A second alternative explanation is the twin hypothesis, according to which Jesus had an unknown identical twin brother who faked the Resurrection by walking around pretending to be Jesus, after the real Jesus had died. This possibility was identified by Christian historian Paul Maier — note I said “identified” not “defended” — and then defended by Robert Greg Cavin in his Ph.D. dissertation. Unlike the Resurrection hypothesis, the Twin hypothesis entails all of the data to be explained. It has an overall higher balance of prior probability and explanatory power. According to Bayes Theorem, that’s all one needs to show that the Resurrection is not the best explanation.
i) There's no evidence whatsoever that Jesus had a twin brother, while there is prima facie evidence that Jesus rose from the dead.
ii) How does the postulate that Jesus had an unknown identical twin brother have a higher prior probability and explanatory power than the Resurrection? How would that be kept secret for 30+ years? In order for his twin brother to show up about 18 hours after the Crucifixion, to impersonate Jesus, where was he hiding all that time?
After Jesus became a local celebrity in Palestine, wouldn't people begin to notice his identical twin brother? If you look like a famous person, people take notice.
Why do atheists resort to such a cockamamie conspiracy theory? How is that supposed to be rational? If Christians resorted to theories like that, how would atheists react? The twin hypothesis is a backdoor admission of secular desperation.
iii) How would that explain the empty tomb? On the twin-theory, there'd still be a body in the tomb. So Lowder and Cavin require an extra, add-on, auxiliary hypothesis.
iv) Is Jeff saying the postulate of an unknown identical twin has higher probability than God raising Jesus from the dead? If so, how does Jeff quantify the probability that God had no reason for raising Jesus from the dead?
Or is Jeff assuming it's less probable because there is no God to raise Jesus from the dead? If so, then his argument is contingent on an extra, add-on, auxiliary hypothesis regarding God's nonexistence.
v) The twin-hypothesis contradicts other alternative theories.
It is pretty easy to show that any "alternative" scenario, such as a "Passover Plot" scheme or a twin hypothesis has improbable and implausible features. So, the apologist goes through each such alternative and concludes that each was unlikely. His conclusion? The only "reasonable" account is that a dead man was miraculously resurrected--not resuscitated, resurrected. That is, he was given an entirely new, supernatural body that could do magical things like pass through locked doors a la Marley's ghost, but was still material enough to eat a piece of fish. Uh huh.
i) It's true that Jesus was dead too long to be resuscitated. However, Keith is posing a false dichotomy. The alternative is not "an entirely new body". According to the Gospels, Jesus was only dead for about 18 hours. Even if his body underwent necrosis, it didn't disintegrate. What would be required is miraculous restoration, not wholesale replacement.
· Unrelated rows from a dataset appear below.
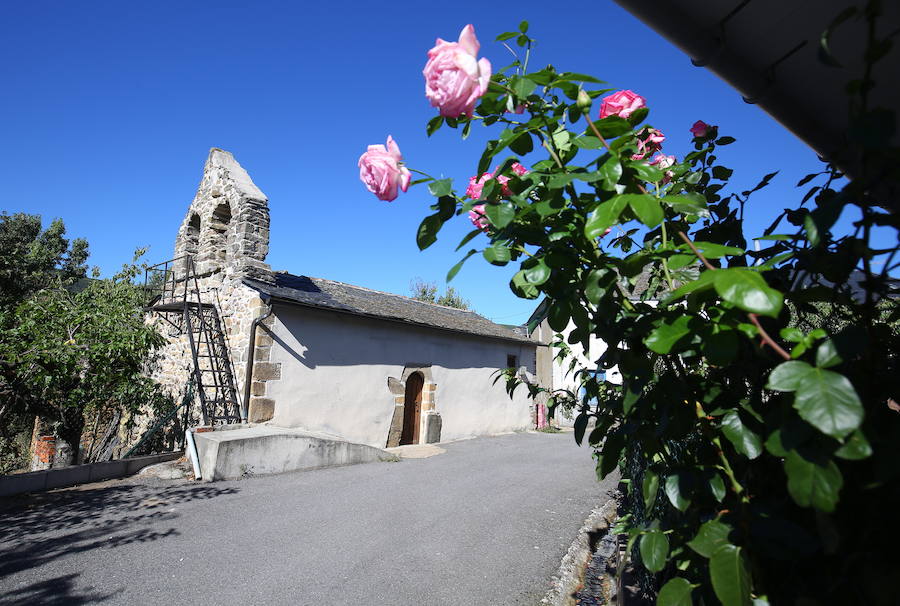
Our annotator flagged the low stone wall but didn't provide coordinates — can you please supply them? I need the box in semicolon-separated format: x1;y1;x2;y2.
0;451;184;497
194;425;398;482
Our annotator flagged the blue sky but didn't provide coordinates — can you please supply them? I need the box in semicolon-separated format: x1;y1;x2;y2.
0;0;860;323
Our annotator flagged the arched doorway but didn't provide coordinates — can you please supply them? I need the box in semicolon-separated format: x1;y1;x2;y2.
400;372;425;444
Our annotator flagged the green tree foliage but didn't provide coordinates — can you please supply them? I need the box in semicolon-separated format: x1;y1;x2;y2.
400;9;900;606
0;212;88;309
409;278;470;309
0;258;164;464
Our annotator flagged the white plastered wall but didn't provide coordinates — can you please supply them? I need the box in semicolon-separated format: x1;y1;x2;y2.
267;304;535;448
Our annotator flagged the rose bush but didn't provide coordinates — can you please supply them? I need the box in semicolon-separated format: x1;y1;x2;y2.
356;14;900;606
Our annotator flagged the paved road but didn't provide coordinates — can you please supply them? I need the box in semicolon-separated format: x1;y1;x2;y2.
0;433;613;606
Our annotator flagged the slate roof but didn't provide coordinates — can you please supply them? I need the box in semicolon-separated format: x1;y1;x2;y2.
244;272;537;345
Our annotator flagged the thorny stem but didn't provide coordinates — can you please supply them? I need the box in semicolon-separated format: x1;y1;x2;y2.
541;139;565;169
678;231;716;271
685;401;749;503
747;313;791;360
406;166;437;181
584;113;647;194
678;231;791;360
656;207;675;290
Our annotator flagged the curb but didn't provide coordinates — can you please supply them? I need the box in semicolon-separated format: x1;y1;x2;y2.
540;493;619;606
0;450;184;497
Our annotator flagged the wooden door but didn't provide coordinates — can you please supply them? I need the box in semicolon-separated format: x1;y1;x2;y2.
400;372;425;444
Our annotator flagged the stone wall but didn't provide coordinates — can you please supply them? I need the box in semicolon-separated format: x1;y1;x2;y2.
148;148;274;422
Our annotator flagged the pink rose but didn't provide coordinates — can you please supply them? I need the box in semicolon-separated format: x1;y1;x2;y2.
469;204;490;231
648;154;675;170
466;173;512;200
691;120;715;137
422;25;491;118
512;162;528;177
359;135;412;202
631;127;666;160
600;90;647;119
649;154;676;183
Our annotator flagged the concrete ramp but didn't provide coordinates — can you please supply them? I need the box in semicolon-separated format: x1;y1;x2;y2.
194;425;398;482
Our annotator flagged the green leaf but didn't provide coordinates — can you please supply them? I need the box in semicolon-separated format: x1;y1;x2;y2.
688;520;731;558
456;229;484;250
816;339;844;368
588;116;631;139
447;248;478;282
721;410;762;459
678;242;745;259
597;155;622;191
665;474;691;511
428;179;453;198
784;450;844;512
713;267;784;318
644;316;691;354
484;200;516;229
509;76;537;99
766;360;812;391
834;429;872;461
416;214;444;250
666;271;716;303
713;166;734;181
509;132;534;156
656;577;694;606
425;116;444;137
641;469;659;517
482;244;512;265
509;269;541;299
522;257;551;286
709;545;752;606
794;368;863;439
628;162;664;183
526;297;552;334
628;194;664;227
709;473;725;503
584;269;608;305
584;196;628;240
640;530;669;572
662;194;709;217
591;432;625;480
572;135;603;149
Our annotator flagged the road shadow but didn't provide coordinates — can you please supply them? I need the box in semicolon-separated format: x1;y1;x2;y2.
0;484;239;604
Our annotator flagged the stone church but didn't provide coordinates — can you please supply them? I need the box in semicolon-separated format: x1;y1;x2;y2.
154;149;540;448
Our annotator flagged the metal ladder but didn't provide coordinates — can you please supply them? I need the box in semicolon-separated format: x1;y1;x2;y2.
144;256;241;425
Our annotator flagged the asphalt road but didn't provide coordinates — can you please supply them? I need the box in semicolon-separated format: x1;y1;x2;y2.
0;433;614;606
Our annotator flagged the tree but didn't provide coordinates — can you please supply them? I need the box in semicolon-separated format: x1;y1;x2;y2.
362;13;900;606
409;278;470;309
0;212;88;309
0;254;171;468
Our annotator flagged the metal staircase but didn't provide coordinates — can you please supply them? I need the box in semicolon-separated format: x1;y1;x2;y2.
144;256;241;425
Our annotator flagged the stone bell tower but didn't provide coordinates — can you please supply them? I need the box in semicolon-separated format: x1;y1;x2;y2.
175;147;273;286
154;148;274;422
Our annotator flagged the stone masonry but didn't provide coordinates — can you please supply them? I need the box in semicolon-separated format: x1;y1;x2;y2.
150;148;280;422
ii) According to the Gospels, Jesus could do "magical" things before he died. Jesus could do "magical" things when he had a normal body. In that event, he didn't need a "supernatural body" to do "magical" things after he rose from the dead.
No doubt Keith denies that Jesus was a bona fide miracle-worker. But my immediate point is that he's drawing false inferences from the source material.
I do not know how Caesar crossed the Rubicon. Maybe he swam, or rode his horse, or maybe he paddled a raft. I am pretty sure that he did not sprout wings and fly across. The apologists' modus operandi is to throw cold water on every naturalistic explanation and then offer, as the only "reasonable" explanation, the explanation that, to the skeptic anyway, looks like the most implausible of all.
i) Caesar didn't need to sprout wings and fly to cross the Rubicon.
ii) Caesar was just an ordinary human being.
Keith's analogy is disanalogous with the nature of the Christian claim. He fails to engage the argument on its own terms. Jesus and Caesar are not comparable propositions. He's attacking the Christian claim by drawing a parallel that's not not analogous to the issue at hand. That's a straw man comparison.
To be a skeptic about the resurrection, you do not need the hallucination theory or any theory at all. You simply note that what we have is a farrago of scenarios of varying degrees of implausibility, with the orthodox Christian answer as the most implausible scenario of all. We will NEVER know what happened. It was too long ago in circumstances that were too obscure and recorded only in records written years after the event by parties with a strongly vested interest. Maybe we can infer to the best explanation, but even the best explanation will not be very good.
Yet in this very same comment thread, Keith testifies that:
Growing up in the Deep South as a Christian and regular church attendee I never heard of the "resurrection apologetic" until I was an adult and an atheist. In church we used to sing a hymn with the following rather corny lines:
He lives! Salvation to impart!You ask me how I know He lives?He lives within my heart!
According to his HuffPo bio, Parsons was born in 1952. That makes him about 64, as of 2016. Notice his confidence in recalling events that happened to him in childhood, some 50-60 years ago. We have no independent corroboration for his testimony. And he has a strongly vested interest in what he says.